Multi-task Image Restoration Guided By Robust DINO Features
Xin Lin, Jingtong Yue, Kelvin C. K. Chan, Lu Qi, Chao Ren, Jinshan Pan, Ming-Hsuan Yang
TL;DR
This work tackles the challenge of multi-task image restoration by leveraging degradation-agnostic semantic representations from the pre-trained DINOv2 model. It introduces DINO-IR, a framework that fuses DINOv2 features through Pixel-Semantic Fusion, adapts and merges them with a restoration backbone via DINO-R adaption and self-attention, and enforces robust guidance with a DINO perception contrastive loss. Across four degradations, DINO-IR outperforms state-of-the-art multi-task methods, especially on unseen data, while single-task performance remains competitive.
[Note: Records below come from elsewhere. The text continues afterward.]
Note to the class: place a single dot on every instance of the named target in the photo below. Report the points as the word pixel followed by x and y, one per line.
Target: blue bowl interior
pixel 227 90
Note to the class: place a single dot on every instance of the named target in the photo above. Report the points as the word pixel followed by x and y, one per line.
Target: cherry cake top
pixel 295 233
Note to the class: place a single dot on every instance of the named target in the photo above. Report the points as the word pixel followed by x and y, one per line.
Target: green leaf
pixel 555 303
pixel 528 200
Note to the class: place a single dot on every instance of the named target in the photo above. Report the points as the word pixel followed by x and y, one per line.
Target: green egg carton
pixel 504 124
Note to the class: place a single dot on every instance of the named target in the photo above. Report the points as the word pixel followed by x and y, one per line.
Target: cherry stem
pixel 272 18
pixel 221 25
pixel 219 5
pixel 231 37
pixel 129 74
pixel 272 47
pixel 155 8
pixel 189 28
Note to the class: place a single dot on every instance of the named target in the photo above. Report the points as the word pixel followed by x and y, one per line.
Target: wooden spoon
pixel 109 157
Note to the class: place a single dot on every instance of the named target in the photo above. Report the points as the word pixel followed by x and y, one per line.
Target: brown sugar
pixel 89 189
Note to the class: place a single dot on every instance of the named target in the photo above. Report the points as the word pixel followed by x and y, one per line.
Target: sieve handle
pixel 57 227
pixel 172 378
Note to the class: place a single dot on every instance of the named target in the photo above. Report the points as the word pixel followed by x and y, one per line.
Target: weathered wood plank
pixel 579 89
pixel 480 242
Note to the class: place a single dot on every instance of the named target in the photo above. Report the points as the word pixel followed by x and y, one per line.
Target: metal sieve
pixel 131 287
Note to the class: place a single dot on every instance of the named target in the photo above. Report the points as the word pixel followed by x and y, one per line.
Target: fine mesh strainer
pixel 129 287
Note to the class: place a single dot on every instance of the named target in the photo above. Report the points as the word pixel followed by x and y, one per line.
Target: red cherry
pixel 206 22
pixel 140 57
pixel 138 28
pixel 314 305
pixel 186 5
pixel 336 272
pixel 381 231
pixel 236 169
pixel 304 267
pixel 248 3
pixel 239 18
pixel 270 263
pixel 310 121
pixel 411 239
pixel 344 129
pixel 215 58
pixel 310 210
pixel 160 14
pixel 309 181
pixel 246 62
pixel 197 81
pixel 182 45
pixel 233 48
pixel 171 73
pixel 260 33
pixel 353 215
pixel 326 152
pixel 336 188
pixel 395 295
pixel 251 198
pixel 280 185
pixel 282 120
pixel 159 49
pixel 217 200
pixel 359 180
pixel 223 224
The results suggest that robust features from large pre-trained vision models can significantly improve efficiency and performance in multi-task restoration, providing a practical route toward degradation-agnostic restoration systems.
Abstract
Multi-task image restoration has gained significant interest due to its inherent versatility and efficiency compared to its single-task counterpart. However, performance decline is observed with an increase in the number of tasks, primarily attributed to the restoration model's challenge in handling different tasks with distinct natures at the same time. Thus, a perspective emerged aiming to explore the degradation-insensitive semantic commonalities among different degradation tasks. In this paper, we observe that the features of DINOv2 can effectively model semantic information and are independent of degradation factors. Motivated by this observation, we propose \mbox{\textbf{DINO-IR}}, a multi-task image restoration approach leveraging robust features extracted from DINOv2 to solve multi-task image restoration simultaneously. We first propose a pixel-semantic fusion (PSF) module to dynamically fuse DINOV2's shallow features containing pixel-level information and deep features containing degradation-independent semantic information. To guide the restoration model with the features of DINOv2, we develop a DINO-Restore adaption and fusion module to adjust the channel of fused features from PSF and then integrate them with the features from the restoration model. By formulating these modules into a unified deep model, we propose a DINO perception contrastive loss to constrain the model training. Extensive experimental results demonstrate that our DINO-IR performs favorably against existing multi-task image restoration approaches in various tasks by a large margin. The source codes and trained models will be made available.